Blast at sorcerer's house caused by explosives
Police in Zimbabwe said Wednesday they found traces of explosives at a tribal sorcerer's house where a massive blast killed six people and damaged 12 nearby buildings.
Police official Charity Charamba said the sorcerer and assistants, one of them a former police officer, were suspected of trying to extract a compound of mercury sometimes used in the manufacture of explosive materials.
Five people, including the sorcerer, often referred to in the West as a witchdoctor, died on the spot on a township street outside Harare on Jan. 21 and the sixth died later. Neighbors at first feared the explosion was a traditional ritual to produce a deadly lightning bolt meant to strike down enemies or evil spirits.

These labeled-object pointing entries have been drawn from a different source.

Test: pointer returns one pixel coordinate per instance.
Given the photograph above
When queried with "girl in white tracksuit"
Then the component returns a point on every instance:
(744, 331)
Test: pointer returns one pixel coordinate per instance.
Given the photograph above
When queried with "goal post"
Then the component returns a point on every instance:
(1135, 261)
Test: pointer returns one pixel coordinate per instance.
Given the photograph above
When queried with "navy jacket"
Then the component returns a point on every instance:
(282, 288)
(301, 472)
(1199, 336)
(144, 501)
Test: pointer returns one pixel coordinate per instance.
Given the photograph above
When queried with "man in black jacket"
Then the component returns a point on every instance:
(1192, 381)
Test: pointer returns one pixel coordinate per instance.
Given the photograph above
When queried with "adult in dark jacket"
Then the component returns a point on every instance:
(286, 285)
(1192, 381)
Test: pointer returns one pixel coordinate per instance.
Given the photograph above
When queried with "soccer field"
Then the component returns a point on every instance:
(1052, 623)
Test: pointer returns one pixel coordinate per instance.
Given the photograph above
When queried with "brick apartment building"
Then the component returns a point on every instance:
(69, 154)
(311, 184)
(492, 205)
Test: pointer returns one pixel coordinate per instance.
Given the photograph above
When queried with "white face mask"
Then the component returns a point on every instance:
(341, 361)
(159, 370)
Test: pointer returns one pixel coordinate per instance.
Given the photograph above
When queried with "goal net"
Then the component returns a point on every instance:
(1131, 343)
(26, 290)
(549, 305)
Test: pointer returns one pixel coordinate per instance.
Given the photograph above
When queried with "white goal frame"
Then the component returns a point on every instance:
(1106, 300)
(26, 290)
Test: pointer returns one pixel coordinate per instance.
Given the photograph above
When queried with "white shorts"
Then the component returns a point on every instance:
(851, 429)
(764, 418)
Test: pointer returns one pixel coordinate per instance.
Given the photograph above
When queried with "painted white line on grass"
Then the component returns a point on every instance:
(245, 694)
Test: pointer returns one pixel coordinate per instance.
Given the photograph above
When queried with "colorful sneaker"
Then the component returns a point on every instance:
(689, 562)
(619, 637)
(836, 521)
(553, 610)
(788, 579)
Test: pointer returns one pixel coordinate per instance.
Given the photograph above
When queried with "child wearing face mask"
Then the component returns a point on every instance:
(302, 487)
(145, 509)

Charamba said mercury compounds known locally as "red mercury" are often thought to fetch huge prices on illegal markets.
In recent months, police have been investigating three cases of people attempting to open the casing of explosive devices. In one, a man lost fingers when a grenade he was tampering with exploded. In eastern Zimbabwe, two suspects were arrested trying to sell mortar bombs.
"Those selling were claiming that the mortar bomb contains mercury which fetches a lot of money on the black market and they can become millionaires overnight. Possession of explosives is illegal and they are highly dangerous," Charamba said.
Many impoverished Zimbabweans believe "red mercury," which is not an accurate scientific term for explosive mercury derivatives, can sell for up to $300,000 a kilogram (2.2 pounds).
After the explosion in Chitungwiza, 25 kilometers (15 miles) south of Harare, panicked neighbors spread coarse salt around the site, an ancient tribal remedy to ward off avenging spirits.
Zimbabwe's local media has conjured with a range of theories on the potency of traditional African sorcery since the township explosion.
A survivor claimed it was an exorcism gone wrong. Clara Banda told reporters she was part of a group of tribal healers tasked with destroying a mystical creature, commonly known as a goblin, used to enhance the fortunes of the businessman who died on the scene.
She said the sorcerer was offered $15,000 by the businessman to kill the goblin which he claimed was making "extreme demands" on him and even threatened his safety.
The sorcerer, the businessman and his helpers told her the goblin had to be beheaded. But she heard the sorcerer cry out that the goblin was fighting back, and then there was the explosion, the state media quoted her saying.
The Zimbabwe National Traditional Healers Association, an organization of tribal healers, said the possibility of it being a "cleansing ceremony" that "wasn't done in the proper manner" could not be ruled out by highly superstitious followers of centuries-old African cultural beliefs.
Sometimes inflammable concoctions are used in rituals and tribal healers need to be vetted and properly qualified to perform such cleansing ceremonies, said ZINATHA spokesman George Kandiero.
The dead sorcerer was identified as Speakmore Mandere, a dreadlocked 24-year-old.
"We need to clear people to perform such rituals and we have to look at whether the person is qualified for something of that magnitude," Kandiero told The AP. "We need to bring these people to book; they are bringing our name into disrepute."
Social anthropologist Watch Ruparanganda of the University of Zimbabwe said belief in witchcraft is deeply rooted in Zimbabwean culture.
In Zimbabwe's mystic realm, a goblin may exact revenge on its owner if it had made him rich and then he wanted to discard it without fulfilling his part of the bargain by honoring its demands for sacrificial offerings including human blood, he said.
"People must not pretend they don't know about black magic," Ruparanganda. "We know witchcraft is there in our society, it is undisputable."